Spanish Elections 2022: Narrow Victory for People’s Party Raises Questions About Future Government

2023-07-23 21:55:00

By Le Figaro with AFP

Posted yesterday at 23:55, Updated yesterday at 23:58

The outgoing Socialist Prime Minister, Pedro Sanchez, and the PP candidate, Alberto Núñez Feijoo. PIERRE-PHILIPPE MARCOU / AFP

The People’s Party (PP) victory was much narrower than expected, which might allow Socialist Prime Minister Pedro Sánchez to stay in power.

Given the clear winner of the legislative elections in Spain for months by all the polls, the right was only narrowly ahead of the Socialists of Socialist Prime Minister Pedro Sánchez on Sunday evening, who, once morest all odds, retains a chance to stay in power thanks to the game of alliances, according to partial results.

After counting 99% of the votes, the Interior Ministry projects 136 seats for the People’s Party (PP) and 122 for the Socialists, while the Vox party, credited with 33 seats, is in third position, just ahead of Sumar, a radical left party allied with Sánchez, which would have 31 seats. It takes 176 votes to obtain an absolute majority.

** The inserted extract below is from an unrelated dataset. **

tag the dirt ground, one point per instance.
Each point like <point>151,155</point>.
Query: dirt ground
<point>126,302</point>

In power for five years, Sánchez is in a better position than his rival and can hope to stay in power, as he has a chance of obtaining the support of the Basque and Catalan parties for whom Vox is a bogeyman. If no viable majority emerges, new elections might take place, in a country that has had four general elections between 2015 and 2019.

Right-wing polls

However, these were the most important elections since the advent of democracy in this country, the polls of the last few days having all predicted a victory for the PP of Alberto Núñez Feijoo. With the possible coming to power of an alliance between the traditional right and the ultra-nationalist, ultra-conservative and Europhobic party Vox, which rejects the existence of gender violence, criticizes the “climate fanaticismand is openly anti-LGBT and anti-abortion. Such a scenario would have marked the return to power of the far right in Spain for the first time since the end of the Franco dictatorship in 1975, almost half a century ago.

Alberto Núñez Feijoo said following voting that he hoped Spain “begins a new era“. This election isvery important (…) for the world and for Europe“, had estimated, for his part Pedro Sánchez.